No, the Q/C 610 (or later 660av) cannot support the Apple IIe card, primarily because this computer uses either a 68040 PDS or NuBus (if you have the proper adapter, as noted above). The most common thing plugged into a 610's expansion slot was the 66MHz 486-based PC Compatibility Card, which ran off of the 68040 PDS in a right-angle adapter.
The Apple IIe card was specifically designed for the Macintosh LC and its 16-bit, 16MHz LC PDS. It will run in many other computers that have an LC PDS but requires the host computer be able to support 24-bit addressing. I believe the LC 475 and LC 575 are able to use it but I'm not sure about the LC 630 or other IDE-based 040 Macs. None of the Power Macs can use it.
As noted, there were many Processor Direct Slots, and most of them were not interchangeable. There are the machine-specific slots for the SE, SE/30, IIsi, IIci, IIcx, IIvi, IIvx, and a handful of derivative models. The multi-model PDSes were used in basically three machines: the 68040 PDS in the high-end Centris/Quadras, the 601 PDS in the NuBus Power Macs, and the LC/LC III PDS. I think the original Comm Slot was configured as some sort of psuedo PDS/serial port pass-through but I'm not sure; it was only used on 68040 boxes with slide-out logic boards like the 630 and 575. If used, it was usually filled with a modem; the only other option was an Ethernet card. Same with the CS II, only it was PCI-based so it was much faster if used for Ethernet.
The LC PDS is the only widely used multi-generational PDS. Introduced with the Macintosh LC (hence the name), it was originally a 16-bit interface connected directly to the bus of the 68020. When the LC II was introduced, it kept the PDS with no changes, since none were necessary. The Color Classic also adopted the LC PDS slot for expansion. The LC III was introduced with essentially the same slot but with an extra set of pins on the back, which when used provided a full 32-bit path to the processor, but otherwise was completely compatible with the original LC PDS. The LC 520 and Color Classic II also adopted the LC III PDS, and it was still directly connected to the processor bus.
This changed with the introduction of the 68040: the new processor had a different bus, so nothing that ran on the 030 bus would run properly on the 040 bus.
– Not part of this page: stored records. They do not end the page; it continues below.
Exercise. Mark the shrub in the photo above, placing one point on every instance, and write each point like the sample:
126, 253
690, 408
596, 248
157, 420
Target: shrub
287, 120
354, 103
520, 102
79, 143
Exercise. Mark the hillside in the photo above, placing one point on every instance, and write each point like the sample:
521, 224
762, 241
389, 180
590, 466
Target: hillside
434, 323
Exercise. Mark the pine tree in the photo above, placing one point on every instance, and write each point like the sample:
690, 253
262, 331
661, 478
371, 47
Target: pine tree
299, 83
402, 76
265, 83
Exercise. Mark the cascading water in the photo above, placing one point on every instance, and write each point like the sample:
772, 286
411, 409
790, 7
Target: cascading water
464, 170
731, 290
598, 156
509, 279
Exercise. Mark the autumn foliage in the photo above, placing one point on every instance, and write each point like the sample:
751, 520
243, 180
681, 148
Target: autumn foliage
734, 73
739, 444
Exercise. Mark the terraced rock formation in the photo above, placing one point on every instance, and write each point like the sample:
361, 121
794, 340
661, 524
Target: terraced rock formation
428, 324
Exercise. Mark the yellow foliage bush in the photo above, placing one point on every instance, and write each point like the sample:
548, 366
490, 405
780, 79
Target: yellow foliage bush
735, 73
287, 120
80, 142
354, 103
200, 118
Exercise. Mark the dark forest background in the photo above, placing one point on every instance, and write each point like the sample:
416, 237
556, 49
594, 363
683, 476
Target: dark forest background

However, Apple wanted to keep compatibility for older devices on the consumer/education-level machines, so they built a custom chip that emulated the 030 bus and interfaced with both the LC PDS and new Comm Slot devices.
The introduction of PowerPC didn't change much of anything: Apple simply tweaked the 030 bus emulation chip and connected it to a new chip that bridged PowerPC to an 040 bus (which is why the 52/62/53/63xx machines are so slow: there are three different buses talking through two bridge chips).